Cocaïne : la loi du marché
Le 16 décembre 2025
L’Observatoire Français des tendances addictives vient de publier une étude très éclairante sur le marché des drogues illicites¹. Les deux économistes à l’origine de cette recherche, Sophie Massin et Christian Ben Lakhdar, estiment que le chiffre d’affaires global moyen est de 6,8 milliards d’euros en 2023, près de trois fois plus qu’en 2010, reposant principalement sur l’essor du marché des psychostimulants (cocaïne et stimulants de synthèse).
Nous avions alerté l’année passée sur la stratégie commerciale malheureusement très performante, et par nature non régulée, de l’économie de la cocaïne², dont l’OFDT mesurait l’accroissement de la diffusion et du niveau de consommation³. En 20 ans, le nombre d’expérimentateurs de la cocaïne a été multiplié par quatre. L’étude économique de Massin et Ben Lakhdar vient utilement compléter les analyses, car elle évalue la taille respective des différents segments du marché illicite des drogues. Sur la période considérée, les principaux enseignements sont les suivants :
- Toutes les drogues ont connu une forte expansion (globalement +189% entre 2010 et 2023).
- Deux substances dominent le marché des stupéfiants en valeur : en 2023, cannabis et cocaïne génèrent à eux seuls près de 90 % du chiffre d’affaires total.

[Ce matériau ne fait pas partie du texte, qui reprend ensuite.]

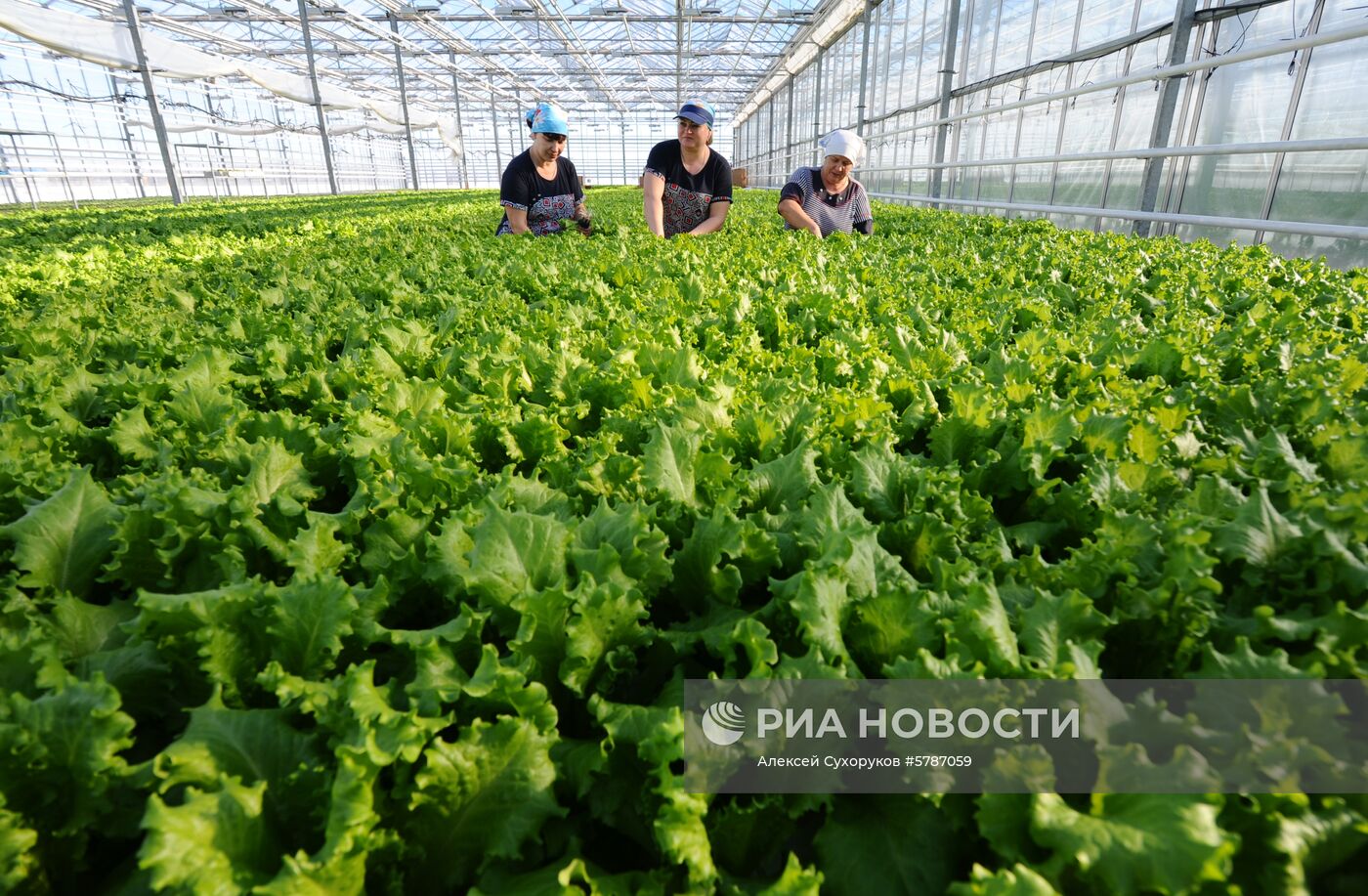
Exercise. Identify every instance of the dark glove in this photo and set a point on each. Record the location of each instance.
(583, 219)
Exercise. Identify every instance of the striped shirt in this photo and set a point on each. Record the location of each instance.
(844, 211)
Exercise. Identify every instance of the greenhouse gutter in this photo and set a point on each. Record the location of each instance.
(1155, 74)
(1344, 232)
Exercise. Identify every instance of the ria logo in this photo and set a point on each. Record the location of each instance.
(724, 722)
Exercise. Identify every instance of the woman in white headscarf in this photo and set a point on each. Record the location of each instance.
(825, 198)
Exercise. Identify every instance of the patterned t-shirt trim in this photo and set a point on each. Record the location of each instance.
(543, 216)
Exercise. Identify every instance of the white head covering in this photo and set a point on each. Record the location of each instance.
(841, 143)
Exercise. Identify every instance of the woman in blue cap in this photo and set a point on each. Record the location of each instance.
(687, 185)
(540, 188)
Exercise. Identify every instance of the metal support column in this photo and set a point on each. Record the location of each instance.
(494, 119)
(1165, 112)
(160, 126)
(789, 132)
(864, 72)
(679, 54)
(318, 98)
(404, 103)
(460, 127)
(1303, 64)
(119, 105)
(817, 106)
(947, 74)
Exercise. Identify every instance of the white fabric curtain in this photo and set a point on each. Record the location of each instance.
(111, 44)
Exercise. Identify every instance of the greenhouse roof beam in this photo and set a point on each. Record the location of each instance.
(568, 36)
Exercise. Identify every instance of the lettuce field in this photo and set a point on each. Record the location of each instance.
(345, 547)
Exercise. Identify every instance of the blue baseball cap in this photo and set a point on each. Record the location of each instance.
(698, 111)
(547, 118)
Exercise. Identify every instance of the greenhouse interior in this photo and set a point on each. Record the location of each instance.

- Le marché de la cocaïne a dépassé en valeur le marché du cannabis : avec 3,1 milliards d’euros de chiffre d’affaires moyen estimé, le marché de la cocaïne dépasse celui du cannabis (2,7 milliards d’euros), malgré des volumes consommés très inférieurs (47 tonnes contre 397 tonnes pour le cannabis qui reste de très loin la drogue illicite la plus consommée).
- Le marché des autres psychostimulants est en forte croissance : depuis 2010, le marché de l’ecstasy/MDMA a progressé de +637 % et celui des amphétamines de +470 %.
Ces données spectaculaires, aussi bien sur la consommation que sur le poids économique des produits illicites, sont évidemment un indicateur, il ne peut pas en être autrement, de l’inefficacité des politiques menées dans le cadre de « la guerre à la drogue ». Cette « guerre » dure depuis 55 ans, sans dévier de sa course malgré l’absence de résultats probants. Les discours martiaux se succèdent, les opérations places nettes et autres opérations d’ampleur largement médiatisées s’intensifient, mais leurs très maigres effets devraient inciter à une réflexion sans a priori. Ce n’est pas le cas, et régulièrement les coups de menton et le discours moral et culpabilisateur à l’encontre des usagers constituent le seul viatique des responsables politiques surtout en période électorale.
Face à ces chiffres alarmants, alors que les narcos étendent leur emprise sur le marché français, il serait temps de réunir autour de la table l’ensemble des acteurs pour construire, sans dogmatisme, une politique associant répression sévère à l’égard des trafiquants, accompagnement des personnes addicts et prévention auprès des plus jeunes. Les professionnels de santé sont les premiers à constater les effets délétères des produits psychoactifs, mais ils savent par expérience la vacuité réductrice des effets de tribune.
Addictions France demande de longue date un débat citoyen sur la politique envers toutes les drogues. Elle est prête à y participer et a publié récemment ses propositions en juin 2025 : « Drogues et addictions : Quelle politique ? De la morale à l’efficacité »4. Nous réitèrerons cette proposition à l’occasion des prochianes élections, en espérant que les candidats, contrairement à leurs habitudes n’esquiveront pas le débat.